For any $$n \in \mathbb{N}$$, $$f$$ is continuous on the segments $$[n,n+\frac{1}{4^{n+1}})$$ or $$[n+\frac{1}{4^{n+1}},n+1)$$. Considering right and left limits of $$f$$ at points $$n$$ and $$n+\frac{1}{4^{n+1}}$$ for $$n \in \mathbb{N}$$, one can prove that $$f$$ is continuous on $$[0,+\infty)$$. Also $$f$$ is non-increasing as $$f$$ is non-increasing on each of its definition segments.
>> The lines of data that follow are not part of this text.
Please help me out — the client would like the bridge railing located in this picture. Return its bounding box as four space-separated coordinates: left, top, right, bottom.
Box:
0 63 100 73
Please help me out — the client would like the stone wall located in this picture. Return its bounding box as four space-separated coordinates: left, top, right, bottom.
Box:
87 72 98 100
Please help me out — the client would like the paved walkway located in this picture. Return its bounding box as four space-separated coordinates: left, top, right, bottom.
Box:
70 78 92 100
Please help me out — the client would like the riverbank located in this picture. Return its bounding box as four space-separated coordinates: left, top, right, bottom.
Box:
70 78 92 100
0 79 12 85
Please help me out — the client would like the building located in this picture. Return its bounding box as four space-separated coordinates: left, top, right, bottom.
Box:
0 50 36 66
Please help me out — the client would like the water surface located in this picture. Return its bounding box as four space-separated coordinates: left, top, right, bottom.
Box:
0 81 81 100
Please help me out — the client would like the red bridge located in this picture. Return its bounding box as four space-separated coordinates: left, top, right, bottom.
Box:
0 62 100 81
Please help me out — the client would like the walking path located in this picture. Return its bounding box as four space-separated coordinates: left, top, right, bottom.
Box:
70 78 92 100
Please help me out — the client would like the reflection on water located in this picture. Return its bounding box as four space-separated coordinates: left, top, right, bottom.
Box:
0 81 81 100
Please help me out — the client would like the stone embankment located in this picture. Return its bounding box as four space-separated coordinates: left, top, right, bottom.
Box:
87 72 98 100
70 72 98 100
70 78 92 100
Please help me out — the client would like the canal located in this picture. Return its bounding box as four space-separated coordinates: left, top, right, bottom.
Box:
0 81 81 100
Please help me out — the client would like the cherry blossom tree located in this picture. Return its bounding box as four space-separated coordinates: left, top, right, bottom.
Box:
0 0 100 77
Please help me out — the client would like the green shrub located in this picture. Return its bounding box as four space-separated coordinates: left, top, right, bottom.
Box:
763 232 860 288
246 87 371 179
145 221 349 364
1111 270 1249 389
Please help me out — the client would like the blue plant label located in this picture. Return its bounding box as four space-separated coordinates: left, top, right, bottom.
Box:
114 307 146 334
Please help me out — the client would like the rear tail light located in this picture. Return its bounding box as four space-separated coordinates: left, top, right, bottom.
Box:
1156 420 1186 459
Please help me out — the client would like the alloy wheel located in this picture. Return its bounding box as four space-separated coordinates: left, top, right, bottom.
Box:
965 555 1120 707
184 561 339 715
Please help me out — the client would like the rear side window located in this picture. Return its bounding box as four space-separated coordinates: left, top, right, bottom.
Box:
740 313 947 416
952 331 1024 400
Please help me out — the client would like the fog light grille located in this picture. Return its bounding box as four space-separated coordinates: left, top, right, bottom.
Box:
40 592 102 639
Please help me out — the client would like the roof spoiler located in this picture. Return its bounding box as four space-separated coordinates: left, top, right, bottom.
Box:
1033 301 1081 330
$$f$$ is differentiable on all segments $$(n+\frac{1}{4^{n+1}},n+1)$$ where $$n \in \mathbb{N}$$ as $$f$$ is constant on those segments and hence $$f^\prime(x)=0$$ there. $$f$$ is also differentiable on all segments $$(n,n+\frac{1}{4^{n+1}})$$ as the composition of $$P$$ which is differentiable on $$(0,1)$$ and a linear function. Let’s analyze the differentiability of $$f$$ at points $$n \in \mathbb{N}$$. For $$0 < h < 1/4^{n+1}$$ we have $$\frac{f(n+h)-f(n)}{h}=\frac{P(4^{n+1}h)-1}{2^{n+1}h}=\frac{-3(4^{n+1})h+2(4^{n+1})^2h^2}{2^{n+1}}$$. Therefore $$\lim\limits_{h \rightarrow 0^+}\frac{f(n+h)-f(n)}{h}=0$$ proving that $$f$$ is differentiable at $$n$$ with $$f^\prime(n)=0$$. Similarly the reader will prove that for $$n \in \mathbb{N}$$, $$f$$ is differentiable at $$n+\frac{1}{4^{n+1}}$$ with again $$f^\prime(n+\frac{1}{4^{n+1}})=0$$. Also, for $$x \in (n,n+\frac{1}{4^{n+1}})$$ we have $$f^\prime(x)=2^{n+1}P^\prime(4^{n+1}(x-n))$$. In particular for $$x=n+\frac{1}{2}\frac{1}{4^{n+1}}$$ we have $$f^\prime(n+\frac{1}{2}\frac{1}{4^{n+1}})=-3\cdot2^n$$ which proves that $$f^\prime$$ is unbounded on $$[0,+\infty)$$. $$f$$ is non-increasing but not decreasing. However it is easy to derive from $$f$$ a decreasing function $$g$$ that converges to $$0$$ and whose derivative is unbounded... just consider $$g(x)=f(x)+1/{(x+1)}$$.